Another day,
another assassination. This time it’s German Foreign Minister Walther Rathenau, killed in a drive-by utilizing submachine guns and hand grenades by members of the Organization Consul (or “Organization C,” to give it the Bond-villainous-organization name it likes to call itself), a far-right nationalist terrorist group banned after the Kapp Putsch, the same group that tried to kill former chancellor Philipp Scheidemann earlier this month and which has assassinated literally hundreds of people, starting with Matthias Erzberger last year.
After the Reichstag is told of the murder, left-wing deputies rage at the Nationalists, who hated Rathenau because of the Treaty of Rapallo with Russia and because he was a, you know, Jew (his assassins thought him one of the Elders of Zion, of Protocols fame).
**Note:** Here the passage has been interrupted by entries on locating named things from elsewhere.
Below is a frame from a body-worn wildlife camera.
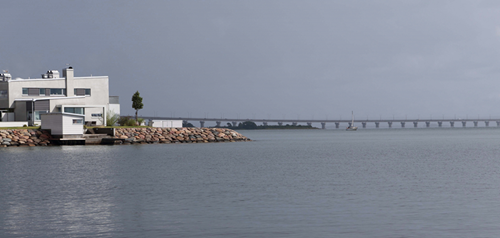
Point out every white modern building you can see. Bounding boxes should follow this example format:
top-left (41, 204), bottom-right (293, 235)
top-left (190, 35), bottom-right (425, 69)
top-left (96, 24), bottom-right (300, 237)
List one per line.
top-left (0, 67), bottom-right (120, 125)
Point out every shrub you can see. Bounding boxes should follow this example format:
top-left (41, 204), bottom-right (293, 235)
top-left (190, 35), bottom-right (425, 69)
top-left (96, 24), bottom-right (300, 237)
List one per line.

The Socialist & Communist deputies are especially pissed at Karl Helfferich of the DNVP, who made a vituperative speech about Rathenau just yesterday.
Germans
worry that this is the start of a reactionary coup.
Of the 3 assassins, 2 will die in a shootout with the police (monuments will be erected to them after 1933), while the 20-year-old driver Ernst Werner Techow will be captured, tried, convicted of accessory to murder, and... released in 1928 an amnesty. He’ll join the Nazi Party but quarrel with them. He’ll be killed after being taken prisoner by the Russians in 1945.
Illinois Gov. Len Small and Lt Gov. Fred Sterling are
acquitted of conspiracy by a corrupt jury.
The AFL conference supports Gompers in
refusing to call for the US to recognize Soviet Russia.
Final Irish election results: Of 128 seats, 58 go to “Treatyites,” 36 to Antis (both groups part of Sinn Féin), the rest going to Labour (17), the Farmers’ Party (7), Commercial Independents (6), and Trinity College, Dublin (4).
Headline of the Day -100, or any day, really:
But Northern Ireland PM Sir James Craig says “Ulster people are too sensible to be provoked into retaliation by the murder of the Field Marshal.”
Japan
says it will remove its troops from Siberia by October 30. And it promises a non-aggression policy in the future.